Vers l'est enfin, outre l'implantation de Wallons en Pologne, Hongrie, Moravie, il faut noter les relations commerciales établies dès le XIIe siècle entre nos provinces et Riga, Revel ou Novgorod via Lubeck et la hanse germanique, prolongée au XIVe siècle par l'exportation des produits de tisserands wallons vers les pays baltes. Plus près de chez nous, en Allemagne, l'activité des sculpteurs wallons dans les églises rhénanes, des mineurs liégeois à Aix-la-Chapelle ou encore des batteurs de cuivre dinantais mérite d'être notée. En Suisse enfin, à Fribourg, une importante colonie d'artisans originaires de nos régions était venue s'installer au XVe siècle à la demande des drapiers locaux pour leur enseigner leur savoir- faire.
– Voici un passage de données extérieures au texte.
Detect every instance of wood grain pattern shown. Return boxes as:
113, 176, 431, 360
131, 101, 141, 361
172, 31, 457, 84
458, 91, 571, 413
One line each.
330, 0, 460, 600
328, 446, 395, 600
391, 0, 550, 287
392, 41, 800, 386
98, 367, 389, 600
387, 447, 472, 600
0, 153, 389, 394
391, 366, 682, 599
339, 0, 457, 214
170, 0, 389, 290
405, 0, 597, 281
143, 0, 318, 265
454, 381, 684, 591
L'ensemble de ce tour d'Europe confirme que c'est le niveau technique qu'ils ont atteint qui a souvent amené les travailleurs wallons à quitter le pays pour exercer leur art. L'industrie textile fut l'un des domaines d'excellence des artisans locaux dès le Moyen Age et jusqu'au XXe siècle. Cependant, comme l'ont rappelé successivement Hervé Hasquin et Philippe Destatte, la Wallonie s'affirme comme un "pays de fer et de houille".

 

Le flux protestant à la charnière des XVIe et XVIIe siècles

C'est sur une double domination technique et financière que va reposer l'expansion wallonne aux XVIe et XVIIe siècles. Elle va naître d'abord, profiter ensuite d'un contexte particulièrement troublé. Après l'apogée du moyen âge, les crises du XIVe siècle, notamment les épidémies de peste noire qui auraient emporté un tiers de la population européenne, marquent une rupture brutale. Les villes en particulier sont frappées de plein fouet, et, jusqu'à la Révolution industrielle, le dynamisme sera surtout rural.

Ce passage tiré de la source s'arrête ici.